Hi. No problem. The 6-cable version of the cable has a GND (ground), CTS (clear to send), VCC (supply voltage), TXD (transmit), RXD (receive), and RTS (request to send) lines. The RPi doesn’t need the CTS and RTS lines in order to connect to the UART. In addition, your RPi is likely powered using the micro-USB cable so it doesn’t need the VCC. Therefore the only pins required are the GND, TXD, and RXD pins. Check the datasheet for your cable but you typically use black (GND), yellow (RXD), and orange (TXD) only. Hope that helps, Derek.
I believe his question was the cable head has 6 wires tied to one header with six holes. They do not match up in order with the suggested pin outs. The picture in chapter 1, Figure 1-7a shows such a cable. I know, because I purchased one just like it on Amazon. I also purchased a breakout USB-TTL item as well and I didn’t find much information on it. As the author, please look at this from the perspective of someone starting out as there is a ton of terminology to learn let alone procedures to get up and running. After the fact, I found a loose 3 wire USB-TTL cable on Amazon just for the RPI.
I believe his question was about the cable picture in chapter 1, figure 1-7a, which has a fixed 6 pin header with the order you mentioned above. That cable can not work on the RPI. I purchase such a cable from Amazon along with a breakout USB-TTL. It would be great to include more material covering the setup of the USB-TTL. Amazon also sales a USB-TTL 3 wire (loose) cable for the RPI. Found this out afterward spending $20 on a cable I can’t use.
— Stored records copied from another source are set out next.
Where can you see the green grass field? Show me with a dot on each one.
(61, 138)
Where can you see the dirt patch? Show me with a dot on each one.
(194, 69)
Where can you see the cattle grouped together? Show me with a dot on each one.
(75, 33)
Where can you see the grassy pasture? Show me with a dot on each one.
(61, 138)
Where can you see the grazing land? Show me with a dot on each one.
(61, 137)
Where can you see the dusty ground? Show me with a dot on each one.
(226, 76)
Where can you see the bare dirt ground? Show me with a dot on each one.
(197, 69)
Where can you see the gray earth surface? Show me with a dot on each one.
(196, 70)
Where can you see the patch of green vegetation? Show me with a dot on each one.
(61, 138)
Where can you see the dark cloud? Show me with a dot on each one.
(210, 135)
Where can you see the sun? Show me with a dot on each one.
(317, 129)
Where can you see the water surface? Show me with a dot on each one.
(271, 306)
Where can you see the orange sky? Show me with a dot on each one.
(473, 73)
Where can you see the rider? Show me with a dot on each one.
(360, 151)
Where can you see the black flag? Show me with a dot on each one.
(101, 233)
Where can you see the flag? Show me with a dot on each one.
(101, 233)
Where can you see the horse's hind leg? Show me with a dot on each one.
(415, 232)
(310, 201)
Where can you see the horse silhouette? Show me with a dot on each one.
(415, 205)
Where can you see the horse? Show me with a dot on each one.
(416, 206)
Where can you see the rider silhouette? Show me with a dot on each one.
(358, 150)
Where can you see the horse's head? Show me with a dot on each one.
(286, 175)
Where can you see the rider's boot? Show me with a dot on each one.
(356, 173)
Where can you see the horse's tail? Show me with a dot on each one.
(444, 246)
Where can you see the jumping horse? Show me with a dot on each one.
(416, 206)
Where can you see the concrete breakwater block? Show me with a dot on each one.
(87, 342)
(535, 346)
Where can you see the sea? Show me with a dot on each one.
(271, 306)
Yes, I found the same issue and checked the pins on the rpi3 and saw (fortunately) that 6 pin cable would not work. I also found the 3 Pin cable and bought that one. It is confusing, hope these posts help others.
I am finding this part difficult too but found the answer
1) Note that pin our description on page 15 does not have the order shown in the picture. Black, brown, red, orange, yellow and green. That color matches the coding for the FTDI chip document for the TTL-232R-3V3 , I had bought that cable, successfully set the device manager for it(COM3) in my instance. PUTTY setup and I would get a terminal but no response. I have been using putty for years at work.
2) I bought a ADAFruit USB-TTL https://www.amazon.com/gp/product/B00DJUHGHI/ref=oh_aui_detailpage_o01_s00?ie=UTF8&psc=1 and used instructions at https://learn.adafruit.com/adafruits-raspberry-pi-lesson-5-using-a-console-cable/connect-the-lead. Order for that Black, White, Green on 4,6 and 8 pins . Worked correctly.
So I do have a question, with a Raspberry Pi 3 Model B and NOOBS installed about month ago is there a conflict of having pins 10, 12 and 14 occupied? Perhaps later in your fine book the answer will be there or will find out elsewhere.
It has been an interesting exercise. I learned more by the extra work than if the solution as written had just worked.
Looking forward in forging ahead with your book!!
There is now a Pi Zero W with included wireless capabilities. Would be nice to include as addition to this chapter.